Y todo gracias a tu jefe el buena onda que pensó en ti cuando decidió hacer sus negociaciones. ¡Dreamjob!

En 2014, el “Prince of the Entrepreneurland”, a.k.a Mark Zuckerberg, compró la compañía más popular de mensajería: WhatsApp.

A partir de ese día y según el diario El Economista, los 50 empleados que trabajaban en ese momento salieron beneficiados de la junta que mantuvo Zuckerberg junto a Jan Koum y Brian Acton (los meros meros de WA).

De acuerdo al portal, Mark desembolsó la nada desagradable cantidad de 19 mil millones de dólares para adquirir WhatsApp, de los cuales 4 mil millones se abonarían en efectivo, mientras que el resto se iría en acciones de Facebook, que en ese entonces se cotizaban en 67 dólares y hoy en 180 dólares. ¡Casi el triple!

Como un gesto que todos querríamos ver en nuestras oficinas, los dueños de la aplicación de mensajes no dudaron en pensar en sus empleados y otorgaron 3 mil mdd en acciones a sus 50 empleados.

Peeero como obviamente aquí el papelito habla, en el establecimiento Facebook solicitó que esas acciones fueran entregadas luego de 4 años en la empresa, los mismos que este año se cumplen.

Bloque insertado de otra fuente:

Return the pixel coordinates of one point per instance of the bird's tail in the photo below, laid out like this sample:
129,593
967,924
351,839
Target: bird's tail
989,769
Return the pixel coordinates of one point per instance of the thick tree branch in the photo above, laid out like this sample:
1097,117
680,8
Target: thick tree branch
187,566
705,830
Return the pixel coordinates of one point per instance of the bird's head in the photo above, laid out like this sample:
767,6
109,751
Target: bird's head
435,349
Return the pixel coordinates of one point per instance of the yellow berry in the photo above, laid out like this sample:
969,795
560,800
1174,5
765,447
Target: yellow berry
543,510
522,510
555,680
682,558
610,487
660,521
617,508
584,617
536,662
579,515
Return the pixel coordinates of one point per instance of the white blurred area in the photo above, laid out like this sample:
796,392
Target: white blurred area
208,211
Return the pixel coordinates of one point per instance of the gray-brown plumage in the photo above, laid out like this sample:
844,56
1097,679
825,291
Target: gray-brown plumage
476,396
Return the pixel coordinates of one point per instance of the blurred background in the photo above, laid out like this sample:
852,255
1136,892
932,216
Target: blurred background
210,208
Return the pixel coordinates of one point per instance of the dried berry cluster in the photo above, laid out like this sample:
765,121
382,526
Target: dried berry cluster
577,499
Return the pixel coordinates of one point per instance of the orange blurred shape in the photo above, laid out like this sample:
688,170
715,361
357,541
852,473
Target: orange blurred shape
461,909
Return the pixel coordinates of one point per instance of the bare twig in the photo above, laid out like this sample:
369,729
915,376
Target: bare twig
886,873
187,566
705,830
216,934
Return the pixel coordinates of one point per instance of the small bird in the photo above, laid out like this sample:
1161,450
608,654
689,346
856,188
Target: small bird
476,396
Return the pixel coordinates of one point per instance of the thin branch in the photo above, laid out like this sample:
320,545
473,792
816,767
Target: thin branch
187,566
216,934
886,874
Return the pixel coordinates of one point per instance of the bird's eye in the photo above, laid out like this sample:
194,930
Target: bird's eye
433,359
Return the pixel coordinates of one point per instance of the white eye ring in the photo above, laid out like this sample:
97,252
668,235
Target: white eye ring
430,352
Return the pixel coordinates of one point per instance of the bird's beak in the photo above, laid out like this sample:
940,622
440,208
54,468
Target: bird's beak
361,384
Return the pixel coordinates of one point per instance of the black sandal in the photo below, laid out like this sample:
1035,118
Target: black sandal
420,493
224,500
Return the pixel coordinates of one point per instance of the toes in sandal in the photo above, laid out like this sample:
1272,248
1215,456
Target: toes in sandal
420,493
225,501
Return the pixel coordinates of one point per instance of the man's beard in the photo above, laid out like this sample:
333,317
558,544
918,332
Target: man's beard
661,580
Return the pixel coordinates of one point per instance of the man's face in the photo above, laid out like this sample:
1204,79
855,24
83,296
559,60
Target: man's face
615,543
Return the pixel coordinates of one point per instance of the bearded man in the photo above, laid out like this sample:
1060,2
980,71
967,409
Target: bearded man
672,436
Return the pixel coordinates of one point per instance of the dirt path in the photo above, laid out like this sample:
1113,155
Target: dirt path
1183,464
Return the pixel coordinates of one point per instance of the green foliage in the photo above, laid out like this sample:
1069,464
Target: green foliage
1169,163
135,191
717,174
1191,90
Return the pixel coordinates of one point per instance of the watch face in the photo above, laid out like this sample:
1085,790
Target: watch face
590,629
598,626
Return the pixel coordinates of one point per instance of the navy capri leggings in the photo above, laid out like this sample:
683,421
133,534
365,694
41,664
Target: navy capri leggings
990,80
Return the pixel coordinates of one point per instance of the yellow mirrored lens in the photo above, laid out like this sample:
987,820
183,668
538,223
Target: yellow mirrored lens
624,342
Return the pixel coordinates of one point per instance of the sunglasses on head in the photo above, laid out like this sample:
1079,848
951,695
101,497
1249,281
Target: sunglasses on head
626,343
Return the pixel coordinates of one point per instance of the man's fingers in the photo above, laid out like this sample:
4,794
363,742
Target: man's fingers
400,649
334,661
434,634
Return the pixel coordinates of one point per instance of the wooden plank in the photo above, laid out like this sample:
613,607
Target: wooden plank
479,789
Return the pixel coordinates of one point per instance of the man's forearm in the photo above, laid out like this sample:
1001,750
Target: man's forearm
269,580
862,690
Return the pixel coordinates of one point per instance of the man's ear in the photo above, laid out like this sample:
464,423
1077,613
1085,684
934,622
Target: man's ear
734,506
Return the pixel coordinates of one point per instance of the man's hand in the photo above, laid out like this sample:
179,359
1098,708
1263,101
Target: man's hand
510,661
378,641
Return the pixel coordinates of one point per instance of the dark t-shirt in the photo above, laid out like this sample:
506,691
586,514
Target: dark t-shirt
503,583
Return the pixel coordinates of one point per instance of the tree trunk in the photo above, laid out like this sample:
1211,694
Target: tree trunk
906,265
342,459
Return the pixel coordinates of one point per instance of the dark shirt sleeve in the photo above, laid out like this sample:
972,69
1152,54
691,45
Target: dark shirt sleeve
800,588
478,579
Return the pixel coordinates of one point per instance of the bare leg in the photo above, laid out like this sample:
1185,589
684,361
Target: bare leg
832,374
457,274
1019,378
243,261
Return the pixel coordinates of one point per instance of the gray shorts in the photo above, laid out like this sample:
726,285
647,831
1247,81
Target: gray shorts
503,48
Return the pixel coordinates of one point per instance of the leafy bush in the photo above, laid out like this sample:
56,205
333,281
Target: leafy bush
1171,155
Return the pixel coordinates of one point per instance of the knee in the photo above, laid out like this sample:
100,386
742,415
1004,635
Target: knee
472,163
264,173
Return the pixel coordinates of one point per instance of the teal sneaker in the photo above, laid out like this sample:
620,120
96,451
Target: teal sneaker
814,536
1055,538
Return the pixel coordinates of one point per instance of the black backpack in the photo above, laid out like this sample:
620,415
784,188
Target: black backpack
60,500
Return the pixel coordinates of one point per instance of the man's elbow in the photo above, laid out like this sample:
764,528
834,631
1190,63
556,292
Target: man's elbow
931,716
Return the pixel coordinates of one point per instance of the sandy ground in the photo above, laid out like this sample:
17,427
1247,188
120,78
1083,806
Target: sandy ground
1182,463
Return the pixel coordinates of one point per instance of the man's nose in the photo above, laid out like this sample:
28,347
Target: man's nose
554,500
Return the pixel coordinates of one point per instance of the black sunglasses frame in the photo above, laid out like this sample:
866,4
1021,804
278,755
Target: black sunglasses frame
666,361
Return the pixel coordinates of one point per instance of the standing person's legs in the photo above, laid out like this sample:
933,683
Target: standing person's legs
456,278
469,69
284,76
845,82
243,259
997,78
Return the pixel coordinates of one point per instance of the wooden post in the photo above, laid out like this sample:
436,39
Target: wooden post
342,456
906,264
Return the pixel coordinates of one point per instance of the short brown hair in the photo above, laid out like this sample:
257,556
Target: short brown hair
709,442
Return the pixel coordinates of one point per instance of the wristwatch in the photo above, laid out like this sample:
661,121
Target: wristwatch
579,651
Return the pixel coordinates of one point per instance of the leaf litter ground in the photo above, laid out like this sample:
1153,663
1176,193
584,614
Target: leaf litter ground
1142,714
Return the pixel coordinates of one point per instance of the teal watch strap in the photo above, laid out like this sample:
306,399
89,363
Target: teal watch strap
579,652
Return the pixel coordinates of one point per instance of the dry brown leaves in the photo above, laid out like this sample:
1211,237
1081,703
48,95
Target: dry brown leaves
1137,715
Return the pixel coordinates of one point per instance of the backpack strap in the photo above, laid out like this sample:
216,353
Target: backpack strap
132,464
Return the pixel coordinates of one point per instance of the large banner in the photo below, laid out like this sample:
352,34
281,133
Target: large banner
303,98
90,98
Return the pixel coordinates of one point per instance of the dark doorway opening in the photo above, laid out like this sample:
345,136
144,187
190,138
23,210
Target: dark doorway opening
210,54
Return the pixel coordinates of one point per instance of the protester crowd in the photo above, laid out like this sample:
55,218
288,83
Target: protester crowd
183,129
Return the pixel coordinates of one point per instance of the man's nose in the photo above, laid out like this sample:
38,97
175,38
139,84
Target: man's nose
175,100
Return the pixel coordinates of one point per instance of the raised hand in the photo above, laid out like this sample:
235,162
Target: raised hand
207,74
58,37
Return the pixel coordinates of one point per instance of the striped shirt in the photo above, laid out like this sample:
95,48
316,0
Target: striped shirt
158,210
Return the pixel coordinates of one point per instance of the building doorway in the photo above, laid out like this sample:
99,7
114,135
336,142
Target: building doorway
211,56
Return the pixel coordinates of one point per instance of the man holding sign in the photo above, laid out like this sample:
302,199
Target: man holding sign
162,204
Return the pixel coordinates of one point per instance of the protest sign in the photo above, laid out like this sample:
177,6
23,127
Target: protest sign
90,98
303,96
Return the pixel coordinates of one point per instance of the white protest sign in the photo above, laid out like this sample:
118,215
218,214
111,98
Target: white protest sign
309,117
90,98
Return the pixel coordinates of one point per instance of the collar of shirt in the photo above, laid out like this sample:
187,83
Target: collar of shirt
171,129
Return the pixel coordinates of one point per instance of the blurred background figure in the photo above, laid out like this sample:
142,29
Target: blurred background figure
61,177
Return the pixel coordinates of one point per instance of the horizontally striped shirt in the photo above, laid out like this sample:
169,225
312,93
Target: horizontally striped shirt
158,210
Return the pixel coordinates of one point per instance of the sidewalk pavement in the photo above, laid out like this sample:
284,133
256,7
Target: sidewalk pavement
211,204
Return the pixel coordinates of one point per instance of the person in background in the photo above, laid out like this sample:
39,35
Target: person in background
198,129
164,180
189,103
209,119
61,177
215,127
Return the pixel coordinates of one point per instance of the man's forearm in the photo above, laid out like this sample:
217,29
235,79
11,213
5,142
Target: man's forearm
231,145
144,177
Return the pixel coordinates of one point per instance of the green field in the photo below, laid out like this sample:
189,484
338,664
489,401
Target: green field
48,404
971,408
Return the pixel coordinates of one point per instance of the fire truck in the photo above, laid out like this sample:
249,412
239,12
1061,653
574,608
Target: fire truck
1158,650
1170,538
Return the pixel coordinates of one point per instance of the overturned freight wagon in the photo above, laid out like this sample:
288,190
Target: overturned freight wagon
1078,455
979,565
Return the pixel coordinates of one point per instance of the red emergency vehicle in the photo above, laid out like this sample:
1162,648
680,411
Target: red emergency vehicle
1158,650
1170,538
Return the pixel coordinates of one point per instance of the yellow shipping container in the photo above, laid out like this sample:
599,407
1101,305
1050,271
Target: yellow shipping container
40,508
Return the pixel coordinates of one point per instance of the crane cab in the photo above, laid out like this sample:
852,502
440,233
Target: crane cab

Cuentan que una vez hecho el trato, Koum se dirigió a sus empleados con el siguiente mensaje:

“Dejen todo lo que están haciendo durante unos minutos porque les voy a dar dos noticias: una buena y una mala. La primera es que cada uno de ustedes recibirá 60 millones de dólares en acciones de Facebook tras la venta de la compañía a nuestro nuevo dueño; la mala es que para recibir la millonada deberen permanecer en Whatsapp y seguir haciéndola grande durante los cuatro próximos años, es decir, hasta febrero de 2018”.

Y no se preocupen por Facebook, porque el monto del total que darán en acciones es apenas un 0.3% de su lanita.

Ha de estar bien gacho haber entrado después y que todos tus amigos en la oficina te presuman “su bono” de fidelidad. Es como cuando llegas tarde y no te juntaron para pedir las chelas del viernes. En fin, ¿quién no querría jefes así?